«In Conflict Vol. 1», publicado pela Circo de Ideias, com edição de depA architects, Carlos Azevedo, João Crisóstomo, Luís Sobral e Miguel Santos, apresenta a investigação realizada no âmbito da representação portuguesa na 17ª Exposição Internacional de Arquitectura da Bienal de Veneza. O livro responde à pergunta de Hashim Sarkis, curador-geral da Biennale Architettura 2021: ‘How will we live together?’, revisitando uma seleção de processos da arquitetura portuguesa em Democracia moldados por um amplo debate público entre o poder político, a imprensa e a sociedade civil.

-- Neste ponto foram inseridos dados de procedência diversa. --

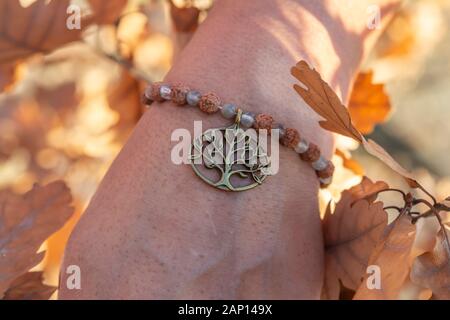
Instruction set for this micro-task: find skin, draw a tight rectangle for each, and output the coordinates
[59,0,399,299]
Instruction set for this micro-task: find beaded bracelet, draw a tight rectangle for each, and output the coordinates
[143,82,334,191]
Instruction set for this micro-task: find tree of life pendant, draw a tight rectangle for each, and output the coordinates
[189,112,270,191]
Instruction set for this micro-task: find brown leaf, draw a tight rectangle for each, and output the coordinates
[323,178,387,299]
[362,138,421,188]
[0,0,81,64]
[354,214,415,300]
[0,181,73,297]
[291,60,362,142]
[0,0,126,65]
[334,149,364,176]
[89,0,128,24]
[348,71,391,134]
[411,228,450,300]
[291,60,425,190]
[3,272,56,300]
[108,71,143,138]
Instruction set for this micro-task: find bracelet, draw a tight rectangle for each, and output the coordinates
[143,82,334,191]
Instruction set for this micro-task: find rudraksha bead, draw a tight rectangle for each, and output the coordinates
[172,84,189,106]
[280,128,300,148]
[316,160,334,179]
[198,92,220,113]
[300,142,320,162]
[253,113,274,131]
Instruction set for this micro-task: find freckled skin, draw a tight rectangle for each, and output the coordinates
[59,0,396,299]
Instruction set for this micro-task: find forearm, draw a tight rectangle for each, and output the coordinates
[62,0,400,298]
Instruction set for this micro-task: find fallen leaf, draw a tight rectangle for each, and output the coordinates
[334,149,364,176]
[362,138,421,188]
[322,177,387,299]
[354,214,415,300]
[3,272,56,300]
[291,60,362,142]
[411,227,450,300]
[0,0,126,65]
[88,0,128,24]
[348,71,391,134]
[0,181,73,297]
[291,60,425,191]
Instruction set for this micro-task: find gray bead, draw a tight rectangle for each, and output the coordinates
[159,85,172,100]
[312,156,328,171]
[221,103,237,119]
[241,112,255,128]
[186,91,202,107]
[294,138,309,154]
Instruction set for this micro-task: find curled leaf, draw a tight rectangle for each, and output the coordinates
[348,71,391,134]
[322,178,387,299]
[291,60,362,142]
[411,228,450,300]
[0,181,73,297]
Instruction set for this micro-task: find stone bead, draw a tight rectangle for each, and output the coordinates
[144,82,164,102]
[319,177,333,188]
[240,112,255,128]
[159,84,172,100]
[221,103,237,119]
[171,84,189,106]
[294,138,309,154]
[198,93,220,113]
[312,156,328,171]
[273,123,286,139]
[300,143,320,162]
[253,113,274,131]
[280,128,300,148]
[316,161,334,179]
[186,90,202,107]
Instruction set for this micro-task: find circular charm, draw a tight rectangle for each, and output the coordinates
[189,122,270,191]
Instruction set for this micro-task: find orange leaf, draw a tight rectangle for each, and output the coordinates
[0,181,73,297]
[89,0,128,24]
[322,177,387,299]
[348,72,391,134]
[411,228,450,300]
[3,272,56,300]
[0,0,126,65]
[354,214,416,300]
[291,60,362,142]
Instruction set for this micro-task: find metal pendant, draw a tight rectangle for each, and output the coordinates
[189,111,270,191]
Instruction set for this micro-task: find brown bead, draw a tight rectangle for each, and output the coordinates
[300,143,320,162]
[253,113,274,131]
[144,82,165,102]
[280,128,300,148]
[198,92,220,113]
[316,160,334,179]
[171,84,189,106]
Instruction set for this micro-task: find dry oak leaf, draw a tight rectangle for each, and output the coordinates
[3,272,56,300]
[411,227,450,300]
[354,214,416,300]
[87,0,128,24]
[0,181,73,298]
[348,71,391,134]
[322,177,388,300]
[291,60,424,190]
[0,0,126,65]
[291,60,362,142]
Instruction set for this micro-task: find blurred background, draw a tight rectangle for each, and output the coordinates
[0,0,450,296]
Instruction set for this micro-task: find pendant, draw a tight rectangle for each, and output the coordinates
[189,110,270,191]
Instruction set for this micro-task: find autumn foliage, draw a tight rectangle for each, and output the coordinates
[0,0,450,299]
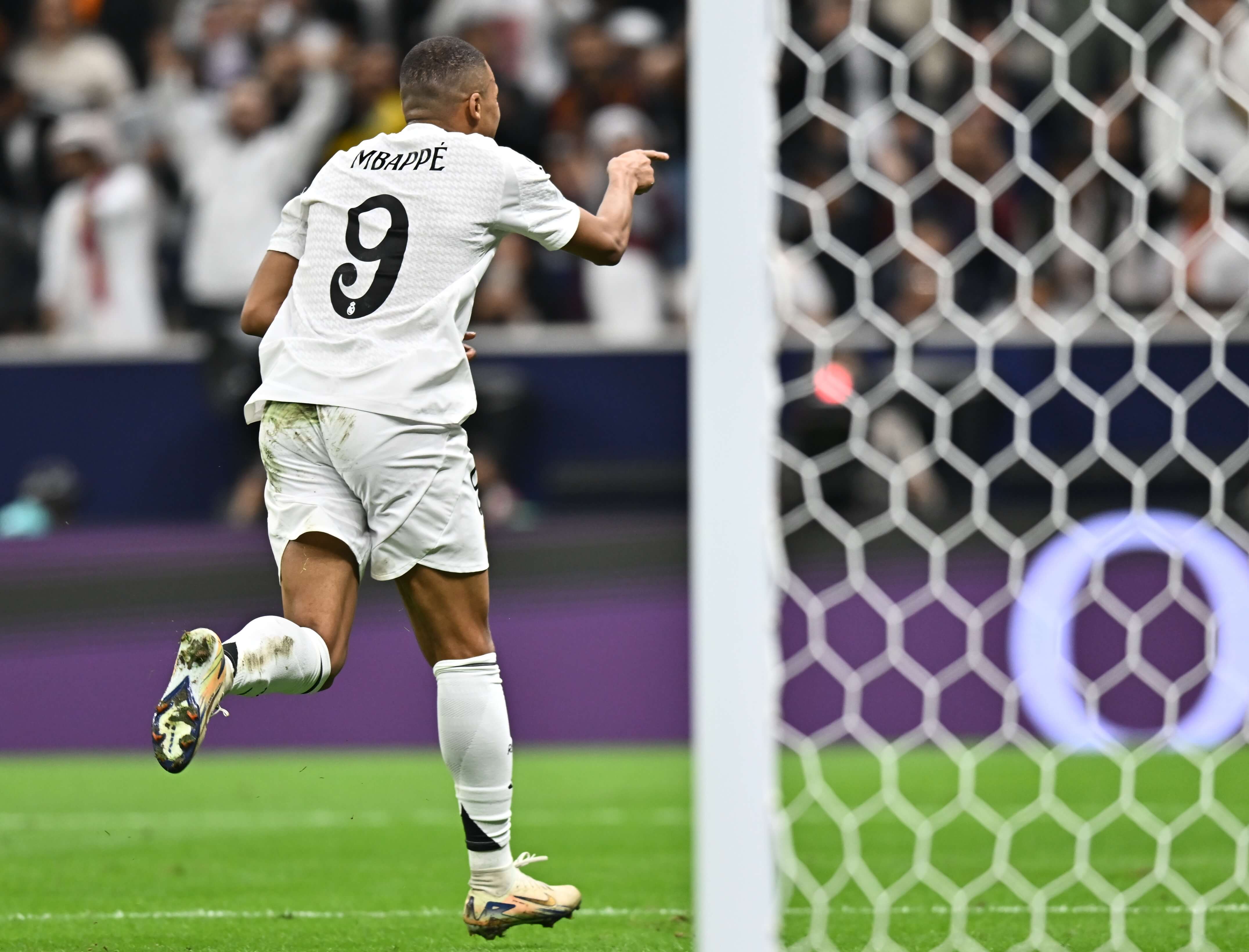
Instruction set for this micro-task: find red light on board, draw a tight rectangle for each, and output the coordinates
[814,360,854,406]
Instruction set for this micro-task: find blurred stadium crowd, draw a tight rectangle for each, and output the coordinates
[0,0,686,345]
[779,0,1249,324]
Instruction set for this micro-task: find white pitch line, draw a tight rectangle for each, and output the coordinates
[7,903,1249,922]
[0,906,688,922]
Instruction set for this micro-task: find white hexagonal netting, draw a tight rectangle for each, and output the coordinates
[773,0,1249,949]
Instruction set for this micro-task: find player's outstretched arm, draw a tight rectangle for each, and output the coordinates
[239,251,300,337]
[563,149,668,265]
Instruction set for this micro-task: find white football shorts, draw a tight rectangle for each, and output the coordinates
[260,401,490,580]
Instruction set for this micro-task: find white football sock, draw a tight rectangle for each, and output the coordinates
[226,615,330,697]
[433,653,516,896]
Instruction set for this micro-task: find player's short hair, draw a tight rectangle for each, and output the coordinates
[399,36,486,106]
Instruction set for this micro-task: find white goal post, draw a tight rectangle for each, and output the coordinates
[689,0,1249,952]
[689,0,777,952]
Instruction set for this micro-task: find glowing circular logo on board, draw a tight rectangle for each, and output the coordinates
[1007,511,1249,749]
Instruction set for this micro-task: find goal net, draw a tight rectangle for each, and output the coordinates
[764,0,1249,949]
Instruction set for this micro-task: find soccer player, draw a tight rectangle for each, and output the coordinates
[152,36,667,938]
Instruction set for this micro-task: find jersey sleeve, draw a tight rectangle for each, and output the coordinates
[496,147,581,251]
[268,192,309,259]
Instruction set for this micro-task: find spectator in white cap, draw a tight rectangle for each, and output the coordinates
[36,113,165,348]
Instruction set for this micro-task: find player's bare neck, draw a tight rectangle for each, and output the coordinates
[403,109,477,135]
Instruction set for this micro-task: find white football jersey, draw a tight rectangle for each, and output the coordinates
[246,122,581,425]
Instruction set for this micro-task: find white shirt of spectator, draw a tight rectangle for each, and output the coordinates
[37,164,164,348]
[155,71,345,309]
[1143,4,1249,200]
[12,34,134,113]
[246,122,581,426]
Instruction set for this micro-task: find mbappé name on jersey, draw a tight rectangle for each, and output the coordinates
[246,122,581,426]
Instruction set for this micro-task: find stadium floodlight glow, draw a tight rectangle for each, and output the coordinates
[1007,511,1249,751]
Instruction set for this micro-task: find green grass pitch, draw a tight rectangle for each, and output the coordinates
[0,748,1249,952]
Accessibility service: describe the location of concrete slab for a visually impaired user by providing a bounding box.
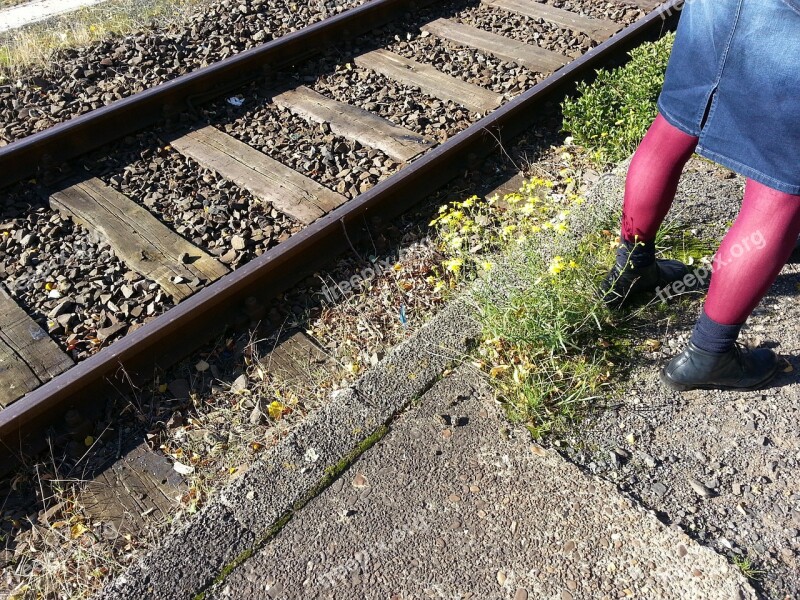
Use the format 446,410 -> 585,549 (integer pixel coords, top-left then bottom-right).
0,0 -> 106,32
207,366 -> 756,600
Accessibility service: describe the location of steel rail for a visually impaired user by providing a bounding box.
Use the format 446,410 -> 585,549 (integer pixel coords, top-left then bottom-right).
0,0 -> 434,189
0,0 -> 682,470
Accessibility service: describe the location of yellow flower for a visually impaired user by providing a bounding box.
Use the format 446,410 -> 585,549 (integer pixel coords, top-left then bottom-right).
547,256 -> 566,275
447,237 -> 464,250
267,400 -> 286,421
443,258 -> 464,273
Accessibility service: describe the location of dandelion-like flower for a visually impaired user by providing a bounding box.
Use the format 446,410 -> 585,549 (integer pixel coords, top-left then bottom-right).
547,256 -> 567,275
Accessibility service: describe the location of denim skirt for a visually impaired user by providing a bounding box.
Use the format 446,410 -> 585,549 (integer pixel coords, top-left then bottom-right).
658,0 -> 800,194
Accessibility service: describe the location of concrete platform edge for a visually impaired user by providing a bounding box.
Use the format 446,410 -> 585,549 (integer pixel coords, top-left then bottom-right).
96,300 -> 480,600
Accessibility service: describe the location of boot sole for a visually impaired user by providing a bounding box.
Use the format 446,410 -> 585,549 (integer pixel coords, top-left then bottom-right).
659,364 -> 778,392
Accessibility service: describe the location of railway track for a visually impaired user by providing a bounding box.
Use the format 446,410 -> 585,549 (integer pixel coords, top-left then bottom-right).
0,0 -> 675,467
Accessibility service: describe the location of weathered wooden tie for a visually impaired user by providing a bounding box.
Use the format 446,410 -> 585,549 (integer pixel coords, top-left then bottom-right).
0,288 -> 72,407
273,85 -> 434,162
481,0 -> 622,41
260,331 -> 334,389
80,444 -> 188,535
50,178 -> 228,301
355,50 -> 503,113
171,125 -> 347,224
422,19 -> 571,73
633,0 -> 666,12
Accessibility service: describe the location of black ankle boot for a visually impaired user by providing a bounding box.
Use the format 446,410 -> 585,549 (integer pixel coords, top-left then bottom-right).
600,254 -> 689,306
661,342 -> 778,392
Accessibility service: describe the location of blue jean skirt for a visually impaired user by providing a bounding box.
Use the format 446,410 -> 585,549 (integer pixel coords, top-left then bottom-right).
658,0 -> 800,194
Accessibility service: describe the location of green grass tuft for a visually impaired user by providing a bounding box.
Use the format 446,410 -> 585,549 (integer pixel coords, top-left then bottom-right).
562,34 -> 675,164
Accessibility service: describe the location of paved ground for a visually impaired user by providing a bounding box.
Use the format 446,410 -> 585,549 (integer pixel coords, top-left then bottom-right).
0,0 -> 111,32
562,160 -> 800,600
205,367 -> 754,600
97,161 -> 800,600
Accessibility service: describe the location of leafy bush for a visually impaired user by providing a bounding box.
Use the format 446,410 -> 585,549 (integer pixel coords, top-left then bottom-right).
562,34 -> 675,164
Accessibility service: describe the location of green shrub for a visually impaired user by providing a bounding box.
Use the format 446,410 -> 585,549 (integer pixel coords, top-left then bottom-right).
562,34 -> 675,164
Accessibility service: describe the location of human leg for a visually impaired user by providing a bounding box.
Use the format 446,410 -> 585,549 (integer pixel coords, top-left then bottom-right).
600,114 -> 697,304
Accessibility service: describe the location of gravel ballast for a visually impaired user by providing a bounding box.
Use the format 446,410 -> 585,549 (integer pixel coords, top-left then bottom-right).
0,0 -> 363,142
0,190 -> 172,360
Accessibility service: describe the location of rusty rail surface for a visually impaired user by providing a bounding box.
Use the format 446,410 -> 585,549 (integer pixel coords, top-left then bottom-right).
0,0 -> 682,471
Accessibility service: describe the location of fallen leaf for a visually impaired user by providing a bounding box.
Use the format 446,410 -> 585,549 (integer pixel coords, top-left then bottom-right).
172,462 -> 194,475
644,340 -> 661,352
69,523 -> 89,540
267,400 -> 286,421
489,365 -> 511,377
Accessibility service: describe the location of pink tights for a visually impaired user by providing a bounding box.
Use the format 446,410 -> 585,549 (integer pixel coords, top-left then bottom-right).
622,115 -> 800,325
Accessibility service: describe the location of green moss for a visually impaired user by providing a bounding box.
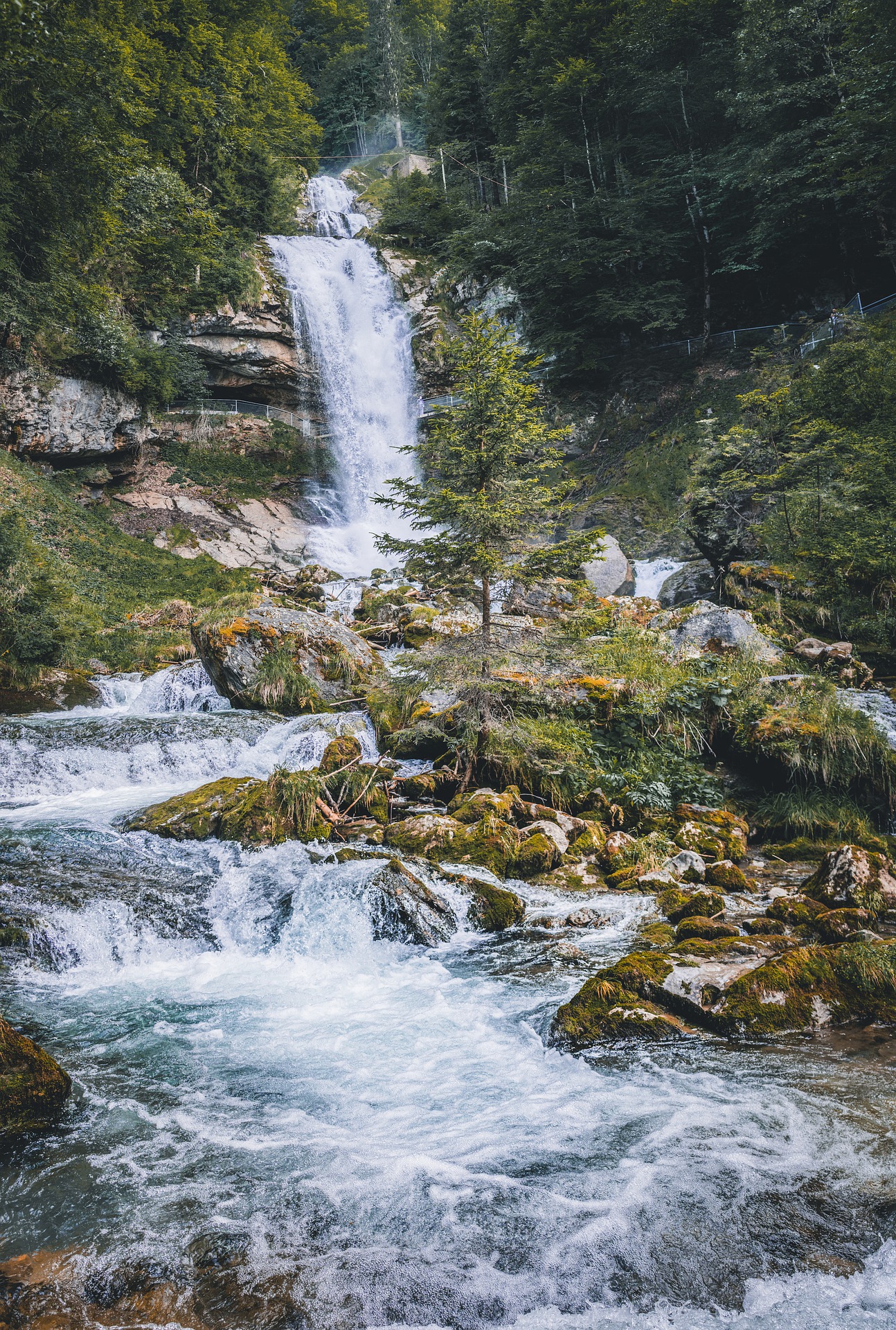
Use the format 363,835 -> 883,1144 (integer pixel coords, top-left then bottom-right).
0,1016 -> 72,1135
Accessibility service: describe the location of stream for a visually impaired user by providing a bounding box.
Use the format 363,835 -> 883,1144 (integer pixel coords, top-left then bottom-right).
0,182 -> 896,1330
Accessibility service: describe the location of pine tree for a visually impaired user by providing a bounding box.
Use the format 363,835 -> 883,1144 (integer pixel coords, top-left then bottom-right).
377,314 -> 600,674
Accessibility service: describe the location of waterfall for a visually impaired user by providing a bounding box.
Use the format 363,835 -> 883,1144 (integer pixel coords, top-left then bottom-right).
269,175 -> 418,576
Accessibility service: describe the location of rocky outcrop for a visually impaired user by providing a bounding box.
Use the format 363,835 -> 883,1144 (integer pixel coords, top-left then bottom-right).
169,251 -> 321,415
0,370 -> 154,467
582,536 -> 634,596
366,859 -> 457,947
0,1016 -> 72,1135
191,604 -> 382,714
650,600 -> 783,661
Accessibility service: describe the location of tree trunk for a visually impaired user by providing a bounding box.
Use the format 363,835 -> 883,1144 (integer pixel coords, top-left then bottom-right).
483,574 -> 492,678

A cidade e o território são construções coletivas onde o dissenso dá forma à produção arquitetônica. Através da exposição e de um ciclo de nove debates, In Conflict pensa o papel da arquitetura enquanto disciplina pública, política e ética, na expectativa de cumprir um futuro em comum. Este livro, o primeiro tomo de um catálogo pensado a duas partes, retrata a exposição patente no piso nobre do Palazzo Giustinian Lolin. Tal como ao longo das salas do Palazzo, revisitam-se nestas páginas sete processos vivos da arquitetura portuguesa que abordam a questão da habitação. Cada capítulo, apresentado cronologicamente, desdobra-se em quatro atos. Primeiro, uma peça tridimensional introduz cada um dos processos pela mão dos arquitetos convidados a regressar a estes projetos de habitação. As fotografias destes objetos expostos são acompanhadas de uma pequena memória inédita que sintetiza a perspectiva crítica dos autores sobre as obras.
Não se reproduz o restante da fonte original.